我が国金融資本市場の競争力の強化は、一千五百兆円に及ぶ家計金融資産に適切な投資機会を提供するとともに、内外の企業等に成長資金を適切に供給する等の観点から、極めて重要な課題となっております。このような状況を踏まえ、必要な制度整備を行うため、本法律案を提出した次第であります。
以下、この法律案の内容につきまして御説明申し上げます。
第一に、多様な資産運用、調達機会の提供を促進するため、特定投資家、いわゆるプロ投資家に直接の参加者を限定した取引所金融商品市場を開設できることとし、この市場に関連した情報提供の枠組み等について所要の整備を行うこととしております。また、上場投資信託、いわゆるETFについて、商品現物と交換可能な投資信託を導入できるようにするなど、その多様化を可能とする枠組みの整備を行うこととしております。
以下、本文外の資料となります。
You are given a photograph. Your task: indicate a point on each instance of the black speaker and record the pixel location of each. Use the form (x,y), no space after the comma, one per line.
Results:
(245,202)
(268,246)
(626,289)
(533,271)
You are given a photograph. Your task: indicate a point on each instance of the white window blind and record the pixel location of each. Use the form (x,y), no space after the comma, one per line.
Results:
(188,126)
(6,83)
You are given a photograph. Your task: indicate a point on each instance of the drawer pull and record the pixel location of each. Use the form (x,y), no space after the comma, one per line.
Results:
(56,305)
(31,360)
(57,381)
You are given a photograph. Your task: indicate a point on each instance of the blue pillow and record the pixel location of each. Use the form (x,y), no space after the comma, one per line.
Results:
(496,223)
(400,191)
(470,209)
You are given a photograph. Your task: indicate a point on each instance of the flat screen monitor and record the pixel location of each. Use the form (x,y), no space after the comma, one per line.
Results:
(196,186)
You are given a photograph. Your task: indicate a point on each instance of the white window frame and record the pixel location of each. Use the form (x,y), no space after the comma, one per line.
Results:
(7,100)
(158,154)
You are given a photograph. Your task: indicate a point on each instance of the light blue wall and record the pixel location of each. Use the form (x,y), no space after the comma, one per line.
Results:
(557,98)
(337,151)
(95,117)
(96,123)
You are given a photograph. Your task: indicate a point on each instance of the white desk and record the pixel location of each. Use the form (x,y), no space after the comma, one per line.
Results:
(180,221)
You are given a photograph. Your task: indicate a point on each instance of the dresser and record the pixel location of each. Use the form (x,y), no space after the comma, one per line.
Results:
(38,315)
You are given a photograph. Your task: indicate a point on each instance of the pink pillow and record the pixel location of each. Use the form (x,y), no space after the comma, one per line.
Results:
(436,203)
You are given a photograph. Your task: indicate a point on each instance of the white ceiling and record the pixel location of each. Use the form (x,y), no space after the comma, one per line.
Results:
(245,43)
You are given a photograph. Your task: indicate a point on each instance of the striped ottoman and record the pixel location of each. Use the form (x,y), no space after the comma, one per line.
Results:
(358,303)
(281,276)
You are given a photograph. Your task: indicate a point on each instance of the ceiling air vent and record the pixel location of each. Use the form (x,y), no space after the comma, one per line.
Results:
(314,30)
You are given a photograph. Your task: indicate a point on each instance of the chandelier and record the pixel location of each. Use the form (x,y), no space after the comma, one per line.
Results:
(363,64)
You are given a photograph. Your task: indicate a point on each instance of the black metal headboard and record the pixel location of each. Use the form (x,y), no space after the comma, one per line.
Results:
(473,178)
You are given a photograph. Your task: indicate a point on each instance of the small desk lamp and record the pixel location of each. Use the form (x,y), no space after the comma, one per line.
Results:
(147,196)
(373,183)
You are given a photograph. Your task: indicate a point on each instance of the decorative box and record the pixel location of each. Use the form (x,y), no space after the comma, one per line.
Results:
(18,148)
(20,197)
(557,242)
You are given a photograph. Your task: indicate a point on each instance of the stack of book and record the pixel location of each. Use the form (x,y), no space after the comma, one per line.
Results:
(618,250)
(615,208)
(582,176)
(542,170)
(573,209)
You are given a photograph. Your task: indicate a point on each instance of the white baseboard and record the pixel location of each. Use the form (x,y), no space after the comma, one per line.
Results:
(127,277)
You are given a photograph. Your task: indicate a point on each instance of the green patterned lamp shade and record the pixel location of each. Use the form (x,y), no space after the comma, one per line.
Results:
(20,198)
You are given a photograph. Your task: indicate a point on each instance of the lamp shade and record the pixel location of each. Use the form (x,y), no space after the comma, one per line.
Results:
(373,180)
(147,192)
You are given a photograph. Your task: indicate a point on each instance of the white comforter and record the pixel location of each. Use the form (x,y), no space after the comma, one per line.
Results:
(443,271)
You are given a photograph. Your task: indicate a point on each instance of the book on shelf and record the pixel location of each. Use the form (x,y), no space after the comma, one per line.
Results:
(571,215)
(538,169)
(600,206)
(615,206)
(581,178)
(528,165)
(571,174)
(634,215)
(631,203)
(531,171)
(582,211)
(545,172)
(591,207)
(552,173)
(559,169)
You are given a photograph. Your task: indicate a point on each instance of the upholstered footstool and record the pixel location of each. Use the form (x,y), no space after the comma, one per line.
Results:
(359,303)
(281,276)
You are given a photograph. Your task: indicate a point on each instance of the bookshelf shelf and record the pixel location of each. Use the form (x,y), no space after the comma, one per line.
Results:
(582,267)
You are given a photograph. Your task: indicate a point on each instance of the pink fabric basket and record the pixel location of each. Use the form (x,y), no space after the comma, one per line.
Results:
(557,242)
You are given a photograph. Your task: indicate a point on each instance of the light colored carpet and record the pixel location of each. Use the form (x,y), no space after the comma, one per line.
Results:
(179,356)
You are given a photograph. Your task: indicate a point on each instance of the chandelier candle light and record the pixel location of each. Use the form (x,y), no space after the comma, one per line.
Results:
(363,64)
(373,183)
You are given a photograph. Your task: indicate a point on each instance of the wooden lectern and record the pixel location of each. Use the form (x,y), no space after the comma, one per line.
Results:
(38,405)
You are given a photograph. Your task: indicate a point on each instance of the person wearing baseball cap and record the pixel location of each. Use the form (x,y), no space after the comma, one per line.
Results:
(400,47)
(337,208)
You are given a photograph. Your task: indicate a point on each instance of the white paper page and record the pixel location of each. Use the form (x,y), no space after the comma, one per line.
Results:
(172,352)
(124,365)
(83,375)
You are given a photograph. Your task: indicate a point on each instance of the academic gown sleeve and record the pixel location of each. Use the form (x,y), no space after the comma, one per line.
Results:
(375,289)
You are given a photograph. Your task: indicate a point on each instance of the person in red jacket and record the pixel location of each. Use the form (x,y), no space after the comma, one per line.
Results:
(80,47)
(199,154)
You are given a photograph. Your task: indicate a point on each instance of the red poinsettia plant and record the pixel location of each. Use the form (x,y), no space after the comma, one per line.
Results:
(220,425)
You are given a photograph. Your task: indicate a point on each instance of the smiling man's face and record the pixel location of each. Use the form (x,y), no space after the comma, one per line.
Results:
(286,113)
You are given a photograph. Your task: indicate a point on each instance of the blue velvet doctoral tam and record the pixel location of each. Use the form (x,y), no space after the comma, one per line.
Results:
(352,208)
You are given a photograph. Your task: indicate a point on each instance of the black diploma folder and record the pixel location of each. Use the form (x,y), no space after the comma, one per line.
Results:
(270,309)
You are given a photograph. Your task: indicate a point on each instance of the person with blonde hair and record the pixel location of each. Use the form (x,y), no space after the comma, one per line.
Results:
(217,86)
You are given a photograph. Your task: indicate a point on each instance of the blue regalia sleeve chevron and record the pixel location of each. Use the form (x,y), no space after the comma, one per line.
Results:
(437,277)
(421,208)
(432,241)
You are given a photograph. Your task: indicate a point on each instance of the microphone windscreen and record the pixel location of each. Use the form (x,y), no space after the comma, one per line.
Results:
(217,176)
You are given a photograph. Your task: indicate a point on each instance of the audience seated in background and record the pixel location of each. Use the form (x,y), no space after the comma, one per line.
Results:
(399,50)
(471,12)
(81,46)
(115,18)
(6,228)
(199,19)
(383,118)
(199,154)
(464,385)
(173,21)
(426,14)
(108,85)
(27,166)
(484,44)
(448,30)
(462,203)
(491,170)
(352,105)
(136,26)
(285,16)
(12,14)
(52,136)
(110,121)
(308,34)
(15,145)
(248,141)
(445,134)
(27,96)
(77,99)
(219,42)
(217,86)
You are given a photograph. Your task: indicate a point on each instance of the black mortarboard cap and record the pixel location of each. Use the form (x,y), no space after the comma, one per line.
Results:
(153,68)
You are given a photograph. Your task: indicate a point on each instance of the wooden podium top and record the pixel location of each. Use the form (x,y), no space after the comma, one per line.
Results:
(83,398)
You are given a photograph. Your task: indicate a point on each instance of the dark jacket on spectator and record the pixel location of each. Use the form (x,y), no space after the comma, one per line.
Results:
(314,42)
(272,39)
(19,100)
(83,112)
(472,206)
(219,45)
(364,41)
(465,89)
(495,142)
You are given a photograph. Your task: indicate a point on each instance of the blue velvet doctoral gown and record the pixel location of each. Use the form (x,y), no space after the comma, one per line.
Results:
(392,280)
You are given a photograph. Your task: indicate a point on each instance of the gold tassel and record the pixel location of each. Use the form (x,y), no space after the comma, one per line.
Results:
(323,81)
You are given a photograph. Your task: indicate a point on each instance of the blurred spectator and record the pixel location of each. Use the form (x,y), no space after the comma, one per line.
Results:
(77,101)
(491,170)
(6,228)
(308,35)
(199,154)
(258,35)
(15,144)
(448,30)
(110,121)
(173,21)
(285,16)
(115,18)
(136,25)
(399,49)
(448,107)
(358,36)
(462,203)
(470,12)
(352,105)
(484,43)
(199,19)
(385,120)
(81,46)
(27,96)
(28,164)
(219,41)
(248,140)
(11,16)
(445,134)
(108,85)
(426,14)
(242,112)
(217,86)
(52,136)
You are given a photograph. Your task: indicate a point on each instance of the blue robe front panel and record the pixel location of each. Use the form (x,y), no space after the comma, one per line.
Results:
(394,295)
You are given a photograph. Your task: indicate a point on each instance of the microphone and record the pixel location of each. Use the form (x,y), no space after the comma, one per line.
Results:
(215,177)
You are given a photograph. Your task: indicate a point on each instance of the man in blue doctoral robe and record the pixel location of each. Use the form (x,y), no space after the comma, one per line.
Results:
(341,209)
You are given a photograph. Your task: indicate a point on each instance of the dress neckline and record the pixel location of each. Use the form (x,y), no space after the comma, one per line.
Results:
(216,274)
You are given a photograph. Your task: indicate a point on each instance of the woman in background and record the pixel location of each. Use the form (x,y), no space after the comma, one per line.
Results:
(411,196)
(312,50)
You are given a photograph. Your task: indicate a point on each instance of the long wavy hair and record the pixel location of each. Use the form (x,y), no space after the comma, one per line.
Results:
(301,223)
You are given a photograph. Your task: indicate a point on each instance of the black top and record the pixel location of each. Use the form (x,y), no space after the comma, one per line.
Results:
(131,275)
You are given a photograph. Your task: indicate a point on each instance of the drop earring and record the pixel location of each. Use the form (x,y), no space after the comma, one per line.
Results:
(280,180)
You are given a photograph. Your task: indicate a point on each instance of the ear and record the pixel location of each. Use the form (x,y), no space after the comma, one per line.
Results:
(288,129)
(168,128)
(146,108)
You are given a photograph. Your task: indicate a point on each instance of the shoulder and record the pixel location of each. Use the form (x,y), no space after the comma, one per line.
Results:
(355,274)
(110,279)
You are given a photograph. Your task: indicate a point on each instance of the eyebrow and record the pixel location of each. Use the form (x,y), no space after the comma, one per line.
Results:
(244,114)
第二に、多様で質の高い金融サービスの提供を促進するため、証券会社、銀行、保険会社等の間の役職員の兼職規制を撤廃するとともに、証券会社、銀行、保険会社等に対して利益相反管理体制の整備を求めることとしております。また、商品現物取引、排出量取引、投資助言業務等に係る銀行・保険会社グループの業務範囲の拡大を図ることとしております。
第三に、公正、透明で信頼性のある市場の構築を図るため、金融商品取引法における課徴金制度について、算定方法の見直し、対象範囲の拡大及び除斥期間の延長等を行うこととしております。
以上が、この法律案の提出理由及びその内容であります。
何とぞ、御審議の上、速やかに御賛同くださいますようお願い申し上げます。